Claude settings permissions allow `Bash(git am:*)` in a shared committed config

Provider
lintai-ai-security
Surface
claude_settings
Scope
per_file
Tier
preview
Severity
warn
Confidence
high
Detection
structural
Remediation
message_only

Activation Model

Preset Membership

This rule is part of the builtin activation graph through these preset memberships.

Lifecycle

Stable Lifecycle Contract

State

stable_gated

Graduation rationale

Checks shared committed Claude settings for exact `Bash(git am:*)` authority.

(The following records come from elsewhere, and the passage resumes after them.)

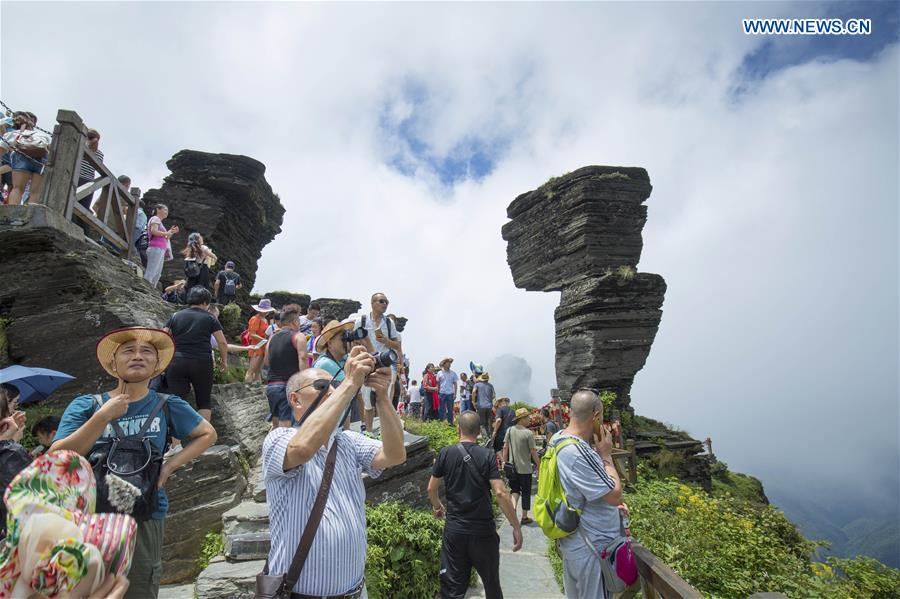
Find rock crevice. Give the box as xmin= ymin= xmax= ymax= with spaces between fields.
xmin=502 ymin=166 xmax=666 ymax=410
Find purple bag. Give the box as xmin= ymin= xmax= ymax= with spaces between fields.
xmin=600 ymin=537 xmax=638 ymax=593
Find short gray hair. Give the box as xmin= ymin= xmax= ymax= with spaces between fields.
xmin=569 ymin=389 xmax=603 ymax=422
xmin=457 ymin=410 xmax=481 ymax=437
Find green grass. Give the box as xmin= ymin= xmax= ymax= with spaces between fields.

Deterministic signal basis

ClaudeSettingsSignals exact permission detection for `Bash(git am:*)` entries inside permissions.allow.

Malicious corpus
claude-settings-destructive-git-permissions
Benign corpus
claude-settings-destructive-git-specific-safe
structured evidence required remediation reviewed
Canonical note

Structural preview rule; deterministic today, but the preview contract may still evolve.

Nearby Signals

Related Rules

SEC485 / CLAUDE-GIT-AM-PERMISSION

SEC485 flags shared Claude settings when permissions.allow grants blanket git am authority.

Why It Matters

git am applies mail patches and mutates repository state. Granting Bash(git am:*) in shared Claude settings turns broad patch ingestion into a default team-wide permission.

Trigger Shape

The rule triggers only when all of these are true:

  • the file is a detected Claude settings surface
  • the path is not fixture-like
  • permissions.allow contains the exact token Bash(git am:*)

Clean Cases

These stay clean:

  • more specific commands such as Bash(git am series.patch)
  • settings files that do not grant blanket git am
  • fixture-like examples under test or fixture paths

Example Trigger

json
{
  "permissions": {
    "allow": ["Bash(git am:*)", "Read(*)"]
  }
}

Safer Example

json
{
  "permissions": {
    "allow": ["Bash(git am series.patch)", "Read(*)"]
  }
}

How To Fix

Remove shared git am permissions or replace them with a narrower reviewed workflow that keeps mail-patch application under explicit user control.